Y, seguramente, el niño debería estar en la escuela. El curso debía de haber empezado ya. Pero eso, gracias a Dios, era un problema que no le incumbía a él.
Darren, pequeño y con un aspecto extremadamente desaliñado, se había acomodado en la parte izquierda del asiento delantero. Era un niño de aspecto extraño, con una carita de mono, pálida bajo un sembrado de pecas, con nariz chata y ojos vivarachos detrás de unas pestañas rizadas y casi incoloras. Era evidente que él y el sargento Robins se habían estado midiendo su mutua paciencia casi más allá de todo límite, pero se animó al ver a Dalgliesh y preguntó con una infantil beligerancia:
– ¿Es usted el jefe aquí?
Un tanto desconcertado, Dalgliesh contestó con cautela.
– Más o menos, así es.
Darren miró a su alrededor con ojos brillantes y suspicaces, y después manifestó:
– Ella no ha sido. Quiero decir la señorita Wharton. Ella es inocente.

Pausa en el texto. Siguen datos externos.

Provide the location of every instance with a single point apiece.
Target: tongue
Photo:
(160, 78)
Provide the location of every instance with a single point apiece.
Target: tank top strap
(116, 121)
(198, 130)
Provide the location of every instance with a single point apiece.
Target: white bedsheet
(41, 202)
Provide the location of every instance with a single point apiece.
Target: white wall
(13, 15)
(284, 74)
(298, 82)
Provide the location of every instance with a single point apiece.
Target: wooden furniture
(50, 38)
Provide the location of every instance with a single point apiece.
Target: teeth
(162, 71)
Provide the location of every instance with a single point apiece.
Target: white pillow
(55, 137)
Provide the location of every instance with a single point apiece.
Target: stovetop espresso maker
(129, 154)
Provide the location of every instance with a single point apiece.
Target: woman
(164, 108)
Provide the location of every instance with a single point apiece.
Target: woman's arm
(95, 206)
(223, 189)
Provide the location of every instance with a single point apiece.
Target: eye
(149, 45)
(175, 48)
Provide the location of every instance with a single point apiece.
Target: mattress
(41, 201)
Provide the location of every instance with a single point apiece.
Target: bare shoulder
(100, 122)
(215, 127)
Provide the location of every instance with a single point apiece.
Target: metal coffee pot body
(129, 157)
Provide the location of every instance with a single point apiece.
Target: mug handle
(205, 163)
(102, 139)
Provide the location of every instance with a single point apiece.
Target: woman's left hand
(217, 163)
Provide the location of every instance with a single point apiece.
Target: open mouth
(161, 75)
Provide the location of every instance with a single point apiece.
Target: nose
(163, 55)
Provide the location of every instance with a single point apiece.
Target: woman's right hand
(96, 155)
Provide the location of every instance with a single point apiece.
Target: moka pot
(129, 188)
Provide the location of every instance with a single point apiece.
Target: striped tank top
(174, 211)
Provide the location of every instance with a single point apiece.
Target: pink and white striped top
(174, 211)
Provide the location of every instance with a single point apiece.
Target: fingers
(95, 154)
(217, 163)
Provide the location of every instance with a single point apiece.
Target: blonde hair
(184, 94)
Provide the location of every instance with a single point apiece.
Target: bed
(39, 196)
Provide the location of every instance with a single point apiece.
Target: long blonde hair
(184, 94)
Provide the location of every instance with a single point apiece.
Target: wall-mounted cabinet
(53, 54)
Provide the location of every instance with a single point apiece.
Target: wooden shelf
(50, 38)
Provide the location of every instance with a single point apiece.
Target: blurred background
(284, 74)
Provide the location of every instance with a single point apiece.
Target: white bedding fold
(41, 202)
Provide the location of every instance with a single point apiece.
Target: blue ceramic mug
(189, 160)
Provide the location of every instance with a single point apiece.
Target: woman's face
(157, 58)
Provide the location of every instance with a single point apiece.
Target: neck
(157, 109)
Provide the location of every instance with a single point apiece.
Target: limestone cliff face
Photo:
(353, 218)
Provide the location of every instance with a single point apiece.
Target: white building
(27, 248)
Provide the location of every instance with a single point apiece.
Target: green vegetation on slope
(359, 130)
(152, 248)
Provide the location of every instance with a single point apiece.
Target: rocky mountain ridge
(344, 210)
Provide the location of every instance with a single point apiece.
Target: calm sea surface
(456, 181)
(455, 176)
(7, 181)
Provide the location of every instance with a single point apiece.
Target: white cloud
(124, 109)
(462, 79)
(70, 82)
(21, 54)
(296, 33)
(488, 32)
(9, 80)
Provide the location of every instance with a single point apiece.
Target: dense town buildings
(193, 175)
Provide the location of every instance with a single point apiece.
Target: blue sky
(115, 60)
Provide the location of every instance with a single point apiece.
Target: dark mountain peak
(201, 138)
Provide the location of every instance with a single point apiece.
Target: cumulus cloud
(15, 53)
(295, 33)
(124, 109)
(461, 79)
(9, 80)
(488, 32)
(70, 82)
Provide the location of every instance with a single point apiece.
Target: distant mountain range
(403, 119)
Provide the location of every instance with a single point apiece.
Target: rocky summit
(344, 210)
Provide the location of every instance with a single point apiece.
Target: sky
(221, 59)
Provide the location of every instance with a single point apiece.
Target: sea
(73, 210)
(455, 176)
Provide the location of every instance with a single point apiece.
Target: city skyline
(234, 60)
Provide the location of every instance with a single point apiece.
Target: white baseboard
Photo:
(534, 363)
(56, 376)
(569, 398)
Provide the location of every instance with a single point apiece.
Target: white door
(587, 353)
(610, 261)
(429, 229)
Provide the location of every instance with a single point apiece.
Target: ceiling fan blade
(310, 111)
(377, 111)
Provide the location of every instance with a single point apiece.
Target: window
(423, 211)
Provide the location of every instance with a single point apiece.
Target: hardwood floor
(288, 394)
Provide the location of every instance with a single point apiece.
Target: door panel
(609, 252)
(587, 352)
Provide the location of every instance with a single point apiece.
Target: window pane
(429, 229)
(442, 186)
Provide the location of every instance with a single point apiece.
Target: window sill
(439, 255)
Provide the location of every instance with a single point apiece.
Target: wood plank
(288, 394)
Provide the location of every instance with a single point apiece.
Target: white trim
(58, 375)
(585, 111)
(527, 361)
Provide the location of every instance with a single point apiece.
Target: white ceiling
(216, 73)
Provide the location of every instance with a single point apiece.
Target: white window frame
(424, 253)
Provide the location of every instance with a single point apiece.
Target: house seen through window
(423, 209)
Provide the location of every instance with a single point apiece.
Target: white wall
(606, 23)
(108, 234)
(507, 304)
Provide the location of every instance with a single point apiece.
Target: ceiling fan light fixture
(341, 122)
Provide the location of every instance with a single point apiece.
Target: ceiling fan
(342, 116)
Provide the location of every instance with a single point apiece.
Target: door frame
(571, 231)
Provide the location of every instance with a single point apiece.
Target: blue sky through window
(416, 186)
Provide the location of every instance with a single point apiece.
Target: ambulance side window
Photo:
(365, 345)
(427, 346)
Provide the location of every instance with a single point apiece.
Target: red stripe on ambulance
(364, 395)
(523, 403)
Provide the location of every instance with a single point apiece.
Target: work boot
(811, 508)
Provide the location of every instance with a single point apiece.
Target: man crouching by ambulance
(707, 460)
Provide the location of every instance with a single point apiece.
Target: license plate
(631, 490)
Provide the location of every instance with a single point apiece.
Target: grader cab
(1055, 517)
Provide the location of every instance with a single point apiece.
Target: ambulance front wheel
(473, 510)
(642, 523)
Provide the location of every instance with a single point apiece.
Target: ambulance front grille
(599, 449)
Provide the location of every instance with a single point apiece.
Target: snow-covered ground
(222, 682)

Muy serio, Dalgliesh repuso:
– No, no creemos que haya sido ella. Como tú sabes, se necesitó más fuerza de la que pudieran tener una señora de cierta edad y un niño. Tú y ella estáis fuera de toda sospecha.
– Vale, entonces todo va bien.
Dalgliesh le preguntó:
– ¿Te cae bien?
– Es una buena mujer. Pero necesita que se ocupen de ella. Es bastante boba. No sabe valerse por sí misma. De todas maneras, yo me ocupo de ella.